The repeal or annulment of the right to abortion in the United States by the Supreme Court is bringing a lot of queue both inside and outside the country. In addition to a large number of states that have already approved or are passing laws to prohibit this practice, some companies like Google have announced that they will reinforce the privacy of their users so that they can eliminate the trace of the locations they visit.
Google has not commented explicitly on the US Supreme Court’s decision, but few doubt that the recently announced changes are, at least in part, a response to that event.
The Mountain View giant has announced that location history is disabled by default, but if you enable it, it will take care of providing “simple controls like auto delete so users can easily delete some or all of their data at any time.”
“Some of the places people visit (including medical facilities like counseling centers, domestic violence shelters, abortion clinics, fertility centers, addiction treatment centers, weight loss clinics, cosmetic surgery clinics, and others) can be particularly personal.
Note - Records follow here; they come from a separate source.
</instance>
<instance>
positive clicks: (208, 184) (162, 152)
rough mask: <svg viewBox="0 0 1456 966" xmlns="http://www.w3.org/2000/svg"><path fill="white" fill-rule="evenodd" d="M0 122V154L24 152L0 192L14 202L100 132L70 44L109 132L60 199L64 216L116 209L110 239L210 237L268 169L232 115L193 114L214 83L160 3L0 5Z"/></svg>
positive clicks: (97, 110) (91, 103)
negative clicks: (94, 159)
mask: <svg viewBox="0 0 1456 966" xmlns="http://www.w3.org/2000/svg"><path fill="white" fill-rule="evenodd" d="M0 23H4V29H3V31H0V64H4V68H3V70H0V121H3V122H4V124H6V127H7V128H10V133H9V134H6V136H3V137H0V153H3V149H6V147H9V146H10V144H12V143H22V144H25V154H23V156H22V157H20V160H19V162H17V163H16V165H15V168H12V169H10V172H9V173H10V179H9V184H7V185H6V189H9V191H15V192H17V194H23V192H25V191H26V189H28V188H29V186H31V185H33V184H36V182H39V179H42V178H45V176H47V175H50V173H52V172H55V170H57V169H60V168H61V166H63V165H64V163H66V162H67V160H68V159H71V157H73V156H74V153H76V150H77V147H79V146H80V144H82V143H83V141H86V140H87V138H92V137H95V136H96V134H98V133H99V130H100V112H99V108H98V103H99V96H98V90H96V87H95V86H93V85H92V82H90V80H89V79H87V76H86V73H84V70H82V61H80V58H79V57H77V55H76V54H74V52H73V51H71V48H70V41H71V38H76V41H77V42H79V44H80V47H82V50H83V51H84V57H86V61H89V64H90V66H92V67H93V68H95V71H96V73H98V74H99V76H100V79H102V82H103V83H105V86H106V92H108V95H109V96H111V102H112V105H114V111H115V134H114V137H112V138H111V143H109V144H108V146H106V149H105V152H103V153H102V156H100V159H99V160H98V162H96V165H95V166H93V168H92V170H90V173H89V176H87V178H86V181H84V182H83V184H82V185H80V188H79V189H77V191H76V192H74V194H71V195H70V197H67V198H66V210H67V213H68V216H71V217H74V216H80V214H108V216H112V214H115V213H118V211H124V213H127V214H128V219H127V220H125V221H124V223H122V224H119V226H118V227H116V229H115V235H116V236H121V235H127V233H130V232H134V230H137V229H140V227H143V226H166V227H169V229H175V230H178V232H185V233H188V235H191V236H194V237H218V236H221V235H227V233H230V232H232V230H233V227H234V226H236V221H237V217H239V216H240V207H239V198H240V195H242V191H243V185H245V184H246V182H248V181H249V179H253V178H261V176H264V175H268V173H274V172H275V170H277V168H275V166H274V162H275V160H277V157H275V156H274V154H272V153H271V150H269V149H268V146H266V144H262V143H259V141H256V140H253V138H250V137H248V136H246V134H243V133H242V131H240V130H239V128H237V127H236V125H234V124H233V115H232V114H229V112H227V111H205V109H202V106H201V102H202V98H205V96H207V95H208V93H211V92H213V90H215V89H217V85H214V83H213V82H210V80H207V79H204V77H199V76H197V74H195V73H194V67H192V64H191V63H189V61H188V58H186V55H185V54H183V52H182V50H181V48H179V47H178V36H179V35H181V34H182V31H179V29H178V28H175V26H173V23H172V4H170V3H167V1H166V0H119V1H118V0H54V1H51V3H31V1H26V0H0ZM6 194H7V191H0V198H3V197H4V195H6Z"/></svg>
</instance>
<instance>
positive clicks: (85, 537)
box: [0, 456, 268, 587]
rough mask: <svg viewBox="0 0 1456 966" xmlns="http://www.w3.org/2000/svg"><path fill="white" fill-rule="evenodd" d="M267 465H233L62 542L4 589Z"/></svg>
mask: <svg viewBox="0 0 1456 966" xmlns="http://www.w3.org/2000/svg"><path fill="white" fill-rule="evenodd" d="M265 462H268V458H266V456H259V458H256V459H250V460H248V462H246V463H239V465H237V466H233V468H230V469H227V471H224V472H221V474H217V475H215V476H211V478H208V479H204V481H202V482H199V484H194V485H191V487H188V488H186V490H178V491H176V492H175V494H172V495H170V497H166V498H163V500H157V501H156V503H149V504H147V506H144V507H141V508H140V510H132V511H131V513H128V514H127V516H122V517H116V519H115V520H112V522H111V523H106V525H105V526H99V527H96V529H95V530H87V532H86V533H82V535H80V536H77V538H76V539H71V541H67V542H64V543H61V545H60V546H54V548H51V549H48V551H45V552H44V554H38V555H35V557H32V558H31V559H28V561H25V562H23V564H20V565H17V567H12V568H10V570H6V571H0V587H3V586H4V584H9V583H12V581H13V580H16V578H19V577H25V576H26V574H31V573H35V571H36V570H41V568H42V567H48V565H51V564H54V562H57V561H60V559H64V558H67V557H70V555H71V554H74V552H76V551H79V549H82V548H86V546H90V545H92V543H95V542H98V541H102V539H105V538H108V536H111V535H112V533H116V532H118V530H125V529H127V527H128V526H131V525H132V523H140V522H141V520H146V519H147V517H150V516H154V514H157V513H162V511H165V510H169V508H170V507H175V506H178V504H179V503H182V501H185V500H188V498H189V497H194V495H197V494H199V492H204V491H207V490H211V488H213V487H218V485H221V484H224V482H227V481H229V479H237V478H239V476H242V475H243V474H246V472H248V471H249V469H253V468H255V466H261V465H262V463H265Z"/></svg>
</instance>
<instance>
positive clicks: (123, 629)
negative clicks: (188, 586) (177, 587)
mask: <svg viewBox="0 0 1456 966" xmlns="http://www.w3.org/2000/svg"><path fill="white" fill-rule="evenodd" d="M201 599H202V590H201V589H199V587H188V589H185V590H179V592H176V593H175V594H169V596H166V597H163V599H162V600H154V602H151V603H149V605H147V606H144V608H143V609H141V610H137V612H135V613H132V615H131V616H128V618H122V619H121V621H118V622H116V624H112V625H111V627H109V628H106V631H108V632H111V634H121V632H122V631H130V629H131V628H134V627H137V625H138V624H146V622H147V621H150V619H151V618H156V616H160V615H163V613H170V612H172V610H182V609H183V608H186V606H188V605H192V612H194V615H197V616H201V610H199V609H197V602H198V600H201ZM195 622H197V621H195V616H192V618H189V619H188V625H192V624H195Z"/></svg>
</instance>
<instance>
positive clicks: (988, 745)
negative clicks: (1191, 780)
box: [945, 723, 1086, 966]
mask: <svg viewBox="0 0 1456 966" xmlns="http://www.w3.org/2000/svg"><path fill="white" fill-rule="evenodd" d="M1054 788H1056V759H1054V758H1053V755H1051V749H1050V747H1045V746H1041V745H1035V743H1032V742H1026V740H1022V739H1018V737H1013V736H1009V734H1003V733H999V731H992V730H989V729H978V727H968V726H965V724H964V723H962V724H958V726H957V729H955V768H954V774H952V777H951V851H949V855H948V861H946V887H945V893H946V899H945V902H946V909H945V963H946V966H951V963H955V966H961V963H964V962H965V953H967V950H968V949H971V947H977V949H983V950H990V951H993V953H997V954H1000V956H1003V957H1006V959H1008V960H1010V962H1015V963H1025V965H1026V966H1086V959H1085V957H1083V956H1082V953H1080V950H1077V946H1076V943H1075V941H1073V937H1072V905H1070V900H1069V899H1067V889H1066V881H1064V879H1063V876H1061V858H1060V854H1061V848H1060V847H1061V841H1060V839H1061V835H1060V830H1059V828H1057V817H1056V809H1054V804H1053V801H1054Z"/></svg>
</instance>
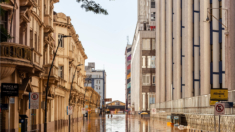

Today we announce that if our systems identify that someone has visited one of these places, we will remove these entries from Location History shortly after the visit. This change will take effect in the coming weeks..
In addition to the location history, Google has recalled that its Play Store (the digital store) has implemented “strict protocols to protect user privacy”in addition to policies that prohibit developers from selling personal or sensitive data and require them to handle such data securely and only for the purposes of the application.
Pulling logic, many will have thought of the Maps service, but Google has long gone much further when it comes to recording user data. The company has commented that through Google Fit and Fitbit offers users “settings and tools to easily access and control your personal data, including the option to change and delete personal information, at any time. For example, Fitbit users who have opted to track their menstrual cycles in the app can now delete one menstrual record at a time, and we will release updates that allow users to delete multiple records at once.”.
Finally we have Google’s commitment to law enforcement. Although the corporation surely has a large team of lawyers on its payroll, sometimes it reaches the point that it has no loophole to oppose. At this point, it has promised to offer transparency through its corresponding report, protect its users “against inappropriate government data demands” and oppose “to claims that are too broad or legally objectionable”. In addition, they will support laws that force the government to be more transparent with its data demands.
As we have already said, Google has not commented explicitly on the decision of the Supreme Court of the United States to reverse its decision in the Roe v. Wade case, but the announced changes are aimed at trying to protect women’s data, in addition to other people whose situation is delicate.